Even in darkest places, there are those who keep a light shining

Thinking Anew: The horrors of the Hamas assault on Israel, and now of the bombing of Gaza, should not blind us to hope

In responding to the Japanese attack on Pearl Harbor in 1941, President Franklin D. Roosevelt began his speech to the US Congress with these words: “Yesterday, December 7, 1941 – a date which will live in infamy…” Today, Remembrance Day, takes us back to those war years, a time to reflect on the price others pay when we fail to learn the lessons of history.

October 7th, 2023 – another day “which will live in infamy” – was when Hamas launched a savage attack on Israeli civilians. No cause could ever justify the atrocities that characterised this brutal assault by Hamas on men, women, and children. It was pure evil. Of equal concern must be the consequences for Gaza and its suffering people, especially the children. There is pressure on all of us to take sides and name the ‘baddies’ – Israeli, Palestinian and so on. This can lead to one-sided sympathies that cause more hurt by failing to recognise that within each community there are innocent as well as guilty, peacemakers as well as peace-breakers.

This conflict has deep roots in history, going back to the end of the second World War when the horrors of the Nazi Holocaust became more widely known. This gave new life to an earlier idea that the Jewish people needed a secure homeland, which for them meant the Promised Land of the Bible. (Tomorrow’s Old Testament reading reminds us that the people of Israel did not always occupy the Holy Land – King David only captured Jerusalem in around 1000 BC – and possession was conditional, as the Old Testament prophets regularly made clear.)
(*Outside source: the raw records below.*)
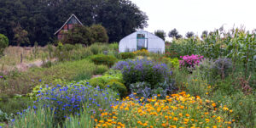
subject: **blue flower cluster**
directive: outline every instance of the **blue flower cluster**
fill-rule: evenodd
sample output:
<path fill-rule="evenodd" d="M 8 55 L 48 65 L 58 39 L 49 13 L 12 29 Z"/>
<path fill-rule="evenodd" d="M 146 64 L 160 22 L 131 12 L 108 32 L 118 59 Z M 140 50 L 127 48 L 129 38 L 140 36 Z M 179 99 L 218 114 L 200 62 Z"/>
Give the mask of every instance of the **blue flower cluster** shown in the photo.
<path fill-rule="evenodd" d="M 118 103 L 115 102 L 118 97 L 115 92 L 108 88 L 93 87 L 86 82 L 65 86 L 57 85 L 44 92 L 38 91 L 37 97 L 37 106 L 49 108 L 58 121 L 70 114 L 79 114 L 84 109 L 99 115 L 102 111 L 110 109 L 112 105 Z M 37 106 L 33 109 L 36 109 Z"/>
<path fill-rule="evenodd" d="M 172 71 L 166 64 L 147 59 L 119 61 L 113 70 L 122 71 L 126 86 L 138 81 L 146 81 L 152 86 L 171 81 Z"/>

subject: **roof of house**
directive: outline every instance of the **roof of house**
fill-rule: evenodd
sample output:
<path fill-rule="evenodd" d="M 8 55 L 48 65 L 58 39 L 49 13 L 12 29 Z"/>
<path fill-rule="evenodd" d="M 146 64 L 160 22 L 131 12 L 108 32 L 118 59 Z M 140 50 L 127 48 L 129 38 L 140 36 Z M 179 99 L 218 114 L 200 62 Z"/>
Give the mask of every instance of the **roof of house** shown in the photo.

The birth of Israel in May 1948 led to the displacement of hundreds of thousands of the Arab population, who were driven from their lands. These dispossessed people, thousands of them still in refugee camps, have long felt abandoned and therein lies the problem. But as Leo Tolstoy pointed out, war is not the answer: “A good portion of the evils that afflict mankind is due to the erroneous belief that life can be made secure by violence.”


In Israel and Gaza today there are many, including Jews and Arabs, not often heard about (bombs and rockets make more noise) but who, against all the odds, are keeping light shining in the darkest of places

In those same lands Jesus grieved because people did not recognise “the things that belonged to their peace.” He knew that the world would reject his message of peace and justice – the cross is the proof of that – which is why judgment and accountability are important themes in the biblical narrative. But he urged his followers never to give up shining light even in the darkest of places, a point illustrated in tomorrow’s gospel. In Israel and Gaza today there are many, including Jews and Arabs, not often heard about (bombs and rockets make more noise) but who, against all the odds, are keeping light shining in the darkest of places.

Consider the al-Ahli Hospital in Gaza City, for example, a Christian foundation sponsored by the Anglican Diocese of Jerusalem with the support of other churches of the Anglican Communion including the Church of Ireland. It was in the news recently when a rocket struck its grounds, killing and injuring hundreds of people seeking shelter. The hospital’s Diagnostic Cancer Treatment Centre had also been damaged by rockets, causing four hospital staff members to be injured and severely damaging two of its upper floors. There is a sad irony in the fact that this happened on a day of fasting and prayer for peace in the Holy Land, called for by Pope Francis, the Anglican Communion and other Christian denominations. The hospital has been there since 1882, a light shining in the darkness.

It is said that the 19th-century American Congregational minister the Rev. Robert Alden was one of the people upon whom Laura Ingalls Wilder based a character in the Little House on the Prairie series. He lived and worked through the difficult years of the American Civil War and said of those tragic times: “There is not enough darkness in all the world to put out the light of even one small candle.”